Wir benötigen heute ein Bedarfsheer nach dem Grundsatz der Miliz, das vorwiegend nach dem Territorialprinzip aufgebaut ist.

In der Österreichischen Sicherheitsstrategie sind unter Punkt 3.1. Sicherheitspolitische Werte, Interessen und Ziele angeführt :

„Aus- und Aufbau effizienter ziviler und militärischer Kapazitäten und Strukturen entsprechend internationalen Standards zur Erfüllung sicherheitspolitischer Aufgaben.“


Die Realität entspricht dieser sicherheitspolitischen Zielsetzung keineswegs. Weitere für einen BLACKOUT unverzichtbare Vorsorgemaßnahmen sind:

Treibstoffnotversorgung: Eine in Relation zum abwendbaren Schaden geringfügige Investition von ca. 8 Millionen EURO genügt, um die 4 großen Tanklager und ca. 90 strategisch wichtige Tankstellen mit stationären Notstromaggregaten auszurüsten. Das genügt, um die erforderliche Treibstoffversorgung zu sichern

Eigenvorsorge: Schützen kann sich nur, wer sich einer Gefahr bewusst ist. Dazu ist Aufklärung notwendig, und damit die Förderung von privaten Vorsorgen durch Bevorratung von Lebensmitteln, Medikamenten und Wasser (wo notwendig) für eine Durchhaltedauer von ca. 2 Wochen.

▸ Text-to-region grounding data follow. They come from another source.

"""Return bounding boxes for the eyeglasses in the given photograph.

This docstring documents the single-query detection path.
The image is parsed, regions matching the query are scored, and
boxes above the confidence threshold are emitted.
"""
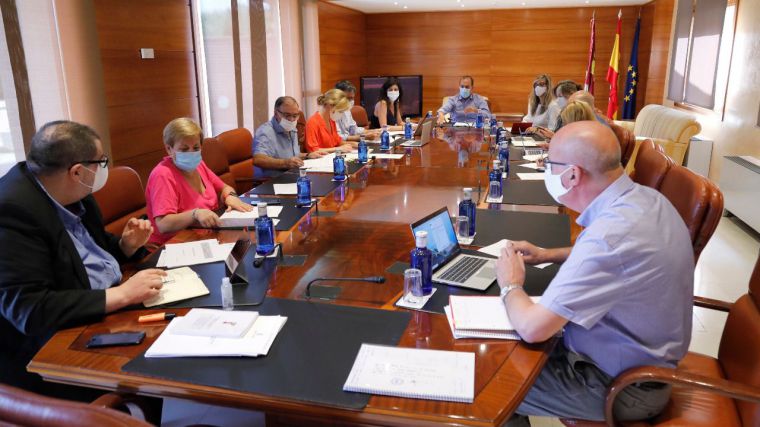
[74,156,109,169]
[276,110,300,121]
[543,157,571,173]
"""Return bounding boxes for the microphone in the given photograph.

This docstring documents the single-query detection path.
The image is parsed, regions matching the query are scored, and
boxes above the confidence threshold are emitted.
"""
[305,276,386,299]
[253,243,282,268]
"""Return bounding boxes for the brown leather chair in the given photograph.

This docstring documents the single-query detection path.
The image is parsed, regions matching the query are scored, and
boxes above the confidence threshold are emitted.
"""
[609,122,636,167]
[562,250,760,427]
[215,128,255,194]
[659,164,724,260]
[93,166,147,236]
[296,111,307,153]
[351,105,370,128]
[630,139,673,191]
[201,137,235,189]
[0,385,153,426]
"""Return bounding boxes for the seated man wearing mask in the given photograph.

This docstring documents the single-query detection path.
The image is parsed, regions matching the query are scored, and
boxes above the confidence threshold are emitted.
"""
[498,121,694,425]
[334,80,379,141]
[437,75,490,125]
[253,96,326,179]
[0,121,167,396]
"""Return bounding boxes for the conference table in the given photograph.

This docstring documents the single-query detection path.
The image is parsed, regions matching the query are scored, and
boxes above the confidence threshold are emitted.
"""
[29,126,578,427]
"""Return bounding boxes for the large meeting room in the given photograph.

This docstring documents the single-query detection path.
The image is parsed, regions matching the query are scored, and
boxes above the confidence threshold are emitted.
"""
[1,0,759,426]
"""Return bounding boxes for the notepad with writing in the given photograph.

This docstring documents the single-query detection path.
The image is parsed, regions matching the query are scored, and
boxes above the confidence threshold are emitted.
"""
[343,344,475,403]
[143,267,210,307]
[449,295,514,332]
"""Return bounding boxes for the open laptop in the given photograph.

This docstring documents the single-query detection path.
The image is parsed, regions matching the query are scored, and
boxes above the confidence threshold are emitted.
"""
[398,117,433,147]
[410,207,496,291]
[224,238,252,284]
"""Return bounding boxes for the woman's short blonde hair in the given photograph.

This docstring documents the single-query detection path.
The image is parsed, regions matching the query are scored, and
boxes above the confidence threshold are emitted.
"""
[316,89,350,113]
[163,118,203,147]
[560,101,596,125]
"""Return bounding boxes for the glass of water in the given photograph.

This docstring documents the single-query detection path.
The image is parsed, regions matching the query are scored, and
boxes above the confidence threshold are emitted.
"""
[489,180,502,199]
[456,215,470,240]
[404,268,423,304]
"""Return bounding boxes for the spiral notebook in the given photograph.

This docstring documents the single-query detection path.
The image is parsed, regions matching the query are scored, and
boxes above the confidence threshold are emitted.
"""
[343,344,475,403]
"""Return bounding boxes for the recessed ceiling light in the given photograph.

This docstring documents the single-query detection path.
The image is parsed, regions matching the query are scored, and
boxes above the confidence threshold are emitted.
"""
[403,5,408,8]
[393,1,398,4]
[585,0,589,3]
[521,1,526,5]
[461,3,465,6]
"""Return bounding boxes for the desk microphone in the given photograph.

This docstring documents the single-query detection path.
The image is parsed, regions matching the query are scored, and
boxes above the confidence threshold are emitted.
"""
[305,276,386,299]
[253,243,282,268]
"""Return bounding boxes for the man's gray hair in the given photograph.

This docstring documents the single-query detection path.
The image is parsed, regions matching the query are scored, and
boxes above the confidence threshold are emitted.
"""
[27,120,100,175]
[335,80,356,94]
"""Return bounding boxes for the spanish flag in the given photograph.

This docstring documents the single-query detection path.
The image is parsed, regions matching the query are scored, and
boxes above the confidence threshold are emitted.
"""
[606,10,622,120]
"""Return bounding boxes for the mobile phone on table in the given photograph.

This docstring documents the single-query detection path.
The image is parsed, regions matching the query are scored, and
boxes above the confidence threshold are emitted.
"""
[86,331,146,348]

Seit geraumer Zeit weisen Sicherheitsexperten mit Veröffentlichungen und Vorträgen auf diese sehr realen Gefahren hin, um das in der Bevölkerung und auch in der politischen Führung noch sehr mangelhafte Risikobewusstsein zu heben, und sie von der Notwendigkeit der vordringlichsten Vorsorgemaßnahmen zu überzeugen.

Letztendlich ist es die vornehmste Aufgabe unseres Gemeinwesens – somit unserer politischen Führung – die Erfüllung der Grundbedürfnisse unserer Bevölkerung zum Überleben in der uns gewohnten Form zu gewährleisten und zu sichern.

Die ist nur möglich durch ausreichende Vorsorgen zur Bereithaltung von Personal und Gerät, um ·Bedrohungen so weit wie möglich abzuwenden, und ·die Folgen von schlagend gewordenen Bedrohungen zu mildern.

Es ist hoch an der Zeit, die veränderte Bedrohungslage zur Kenntnis zu nehmen, bis zum Ende durchzudenken und die entsprechenden Maßnahmen einzuleiten, um unserer Bevölkerung ein Mindestmaß an SCHUTZ und HILFE in Notzeiten gewährleisten zu können.